On the title of his new album, “A Cure for Loneliness”:

“It came out of a conversation. In this day and age when putting out a new recording seems to sort of vanish, it’s like my medicine. The music is my cure for loneliness. Music has played such an important role in my life since I was a young kid — getting to see people like Little Richard and Jerry Lee Lewis and Buddy Holly and the Everly Brothers and seeing them all at their peak made me a convert to become a rock ‘n’ roller, and I still am one.”

On reconciling the blues roots of the J. Geils Band with the ‘80s hits that made Wolf and the band MTV pop stars:

“You’ve touched on the issue that caused the fracture in the unfortunate breakup of the band. The ‘Lights Out’ album (Wolf’s July 1984 solo debut) was basically songs I wrote for J. Geils. They put out a record without me (‘You’re Gettin’ Even While I’m Gettin’ Odd,’ released in October 1984), and if you listen to it, you can see the musical collision that was happening. I felt that MTV was becoming the message and the medium and I also felt that we had made a certain contribution, but there was an aspect of our roots that we needed to re-establish and not become just a fun, novelty band. I did not leave the band, but the majority of the band wanted to move in another direction and the direction I wanted to pursue was not the one they wanted to go. They wanted to continue in a pop-techno way. It wasn’t my thing.”

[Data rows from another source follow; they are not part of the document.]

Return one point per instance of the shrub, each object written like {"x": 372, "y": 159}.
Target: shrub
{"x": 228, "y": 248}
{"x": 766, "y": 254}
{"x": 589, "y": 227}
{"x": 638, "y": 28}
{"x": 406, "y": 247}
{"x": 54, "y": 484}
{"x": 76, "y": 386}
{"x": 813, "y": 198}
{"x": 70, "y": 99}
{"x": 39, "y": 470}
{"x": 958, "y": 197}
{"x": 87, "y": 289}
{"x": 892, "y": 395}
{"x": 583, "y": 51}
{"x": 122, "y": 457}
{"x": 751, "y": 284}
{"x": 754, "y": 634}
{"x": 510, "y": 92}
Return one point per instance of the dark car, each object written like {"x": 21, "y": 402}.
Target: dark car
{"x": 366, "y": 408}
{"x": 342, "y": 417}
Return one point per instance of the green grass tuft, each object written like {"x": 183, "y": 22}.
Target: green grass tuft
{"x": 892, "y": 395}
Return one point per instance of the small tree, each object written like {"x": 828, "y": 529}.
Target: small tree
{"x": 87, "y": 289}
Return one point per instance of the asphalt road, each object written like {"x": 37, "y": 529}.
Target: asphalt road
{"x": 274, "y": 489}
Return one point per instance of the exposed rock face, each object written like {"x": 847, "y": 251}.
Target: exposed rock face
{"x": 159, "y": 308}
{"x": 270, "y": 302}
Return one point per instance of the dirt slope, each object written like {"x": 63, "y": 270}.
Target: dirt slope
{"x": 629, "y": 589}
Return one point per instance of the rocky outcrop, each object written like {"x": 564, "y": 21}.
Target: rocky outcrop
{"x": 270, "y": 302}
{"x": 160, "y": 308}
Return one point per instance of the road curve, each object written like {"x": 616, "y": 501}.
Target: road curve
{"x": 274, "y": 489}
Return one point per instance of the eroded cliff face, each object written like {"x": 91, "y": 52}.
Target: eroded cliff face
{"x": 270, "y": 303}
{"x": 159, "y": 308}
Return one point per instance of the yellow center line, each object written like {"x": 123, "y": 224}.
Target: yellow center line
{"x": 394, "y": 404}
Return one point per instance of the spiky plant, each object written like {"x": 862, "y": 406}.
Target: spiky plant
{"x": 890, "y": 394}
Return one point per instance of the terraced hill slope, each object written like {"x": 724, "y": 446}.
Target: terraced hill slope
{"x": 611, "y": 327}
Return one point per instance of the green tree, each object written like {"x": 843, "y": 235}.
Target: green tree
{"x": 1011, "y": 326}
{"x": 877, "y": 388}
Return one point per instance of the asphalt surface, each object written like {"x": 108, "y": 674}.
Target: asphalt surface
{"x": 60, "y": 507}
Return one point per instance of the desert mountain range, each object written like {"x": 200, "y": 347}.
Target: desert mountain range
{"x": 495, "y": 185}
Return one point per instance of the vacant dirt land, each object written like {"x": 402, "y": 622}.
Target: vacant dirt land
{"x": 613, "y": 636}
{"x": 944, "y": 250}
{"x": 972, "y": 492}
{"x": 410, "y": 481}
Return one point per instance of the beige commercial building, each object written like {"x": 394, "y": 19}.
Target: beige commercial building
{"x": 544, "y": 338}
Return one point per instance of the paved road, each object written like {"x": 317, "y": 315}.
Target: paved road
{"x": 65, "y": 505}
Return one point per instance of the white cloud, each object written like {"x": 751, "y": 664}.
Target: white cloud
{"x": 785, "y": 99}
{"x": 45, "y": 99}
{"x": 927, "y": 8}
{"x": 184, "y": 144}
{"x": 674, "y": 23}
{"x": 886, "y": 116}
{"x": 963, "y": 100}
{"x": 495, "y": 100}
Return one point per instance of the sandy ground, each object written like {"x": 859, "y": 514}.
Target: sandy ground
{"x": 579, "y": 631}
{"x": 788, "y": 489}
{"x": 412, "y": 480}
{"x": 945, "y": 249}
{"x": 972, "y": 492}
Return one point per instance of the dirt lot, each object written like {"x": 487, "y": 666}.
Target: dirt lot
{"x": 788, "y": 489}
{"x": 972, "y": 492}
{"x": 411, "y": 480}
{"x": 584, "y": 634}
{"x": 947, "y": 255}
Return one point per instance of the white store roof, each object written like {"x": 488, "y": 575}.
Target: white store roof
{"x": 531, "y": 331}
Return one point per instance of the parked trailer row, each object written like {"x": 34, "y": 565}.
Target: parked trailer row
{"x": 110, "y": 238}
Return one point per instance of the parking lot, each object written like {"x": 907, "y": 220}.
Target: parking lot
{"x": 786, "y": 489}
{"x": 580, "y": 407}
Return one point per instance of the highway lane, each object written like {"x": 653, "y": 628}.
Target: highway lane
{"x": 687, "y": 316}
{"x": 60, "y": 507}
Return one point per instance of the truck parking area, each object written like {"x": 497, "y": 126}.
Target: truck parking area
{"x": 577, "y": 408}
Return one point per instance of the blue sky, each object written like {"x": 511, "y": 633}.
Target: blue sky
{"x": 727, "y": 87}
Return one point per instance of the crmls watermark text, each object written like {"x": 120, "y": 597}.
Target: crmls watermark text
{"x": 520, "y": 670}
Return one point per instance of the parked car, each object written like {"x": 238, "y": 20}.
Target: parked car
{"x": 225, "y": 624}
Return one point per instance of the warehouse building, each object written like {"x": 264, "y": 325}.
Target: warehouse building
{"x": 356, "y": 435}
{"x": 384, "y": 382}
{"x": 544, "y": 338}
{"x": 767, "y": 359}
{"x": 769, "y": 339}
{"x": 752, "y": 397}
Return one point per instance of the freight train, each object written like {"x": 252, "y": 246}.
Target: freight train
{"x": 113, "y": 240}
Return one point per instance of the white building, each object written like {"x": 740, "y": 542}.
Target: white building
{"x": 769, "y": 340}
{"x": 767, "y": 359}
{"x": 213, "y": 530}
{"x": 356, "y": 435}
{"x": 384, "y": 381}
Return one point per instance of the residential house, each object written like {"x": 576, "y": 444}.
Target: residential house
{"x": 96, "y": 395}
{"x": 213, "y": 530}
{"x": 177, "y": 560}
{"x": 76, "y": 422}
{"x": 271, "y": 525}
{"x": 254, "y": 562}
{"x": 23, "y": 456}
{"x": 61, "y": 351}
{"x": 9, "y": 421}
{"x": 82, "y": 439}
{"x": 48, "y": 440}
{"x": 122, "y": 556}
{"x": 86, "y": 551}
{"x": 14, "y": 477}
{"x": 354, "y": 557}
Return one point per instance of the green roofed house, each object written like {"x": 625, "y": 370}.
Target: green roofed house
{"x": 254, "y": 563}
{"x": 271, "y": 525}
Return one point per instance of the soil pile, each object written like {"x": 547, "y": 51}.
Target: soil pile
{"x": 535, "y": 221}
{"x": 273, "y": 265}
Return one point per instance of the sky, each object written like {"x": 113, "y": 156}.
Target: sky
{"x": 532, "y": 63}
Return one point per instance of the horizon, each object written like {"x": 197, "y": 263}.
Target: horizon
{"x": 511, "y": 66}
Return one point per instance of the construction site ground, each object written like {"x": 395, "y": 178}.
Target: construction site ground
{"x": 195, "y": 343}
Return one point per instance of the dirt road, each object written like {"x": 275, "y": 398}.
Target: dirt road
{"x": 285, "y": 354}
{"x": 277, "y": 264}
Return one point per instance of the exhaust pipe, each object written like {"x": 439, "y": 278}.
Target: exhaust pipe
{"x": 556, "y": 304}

On incorporating some J. Geils hits in a show that isn’t about J. Geils music:

“I do put in some Geils songs with my band. They know a good deal of the Geils catalog — they can play ‘Centerfold’ and ‘Freeze Frame.’ But it is a different performance and I’m not trying to exploit the Geils Band situation, but I was the key founding member of it and helped choose and write and create that material, and if I’m doing an evening retrospective of my solo work and music that is important to me, omitting J. Geils songs wouldn’t seem right.”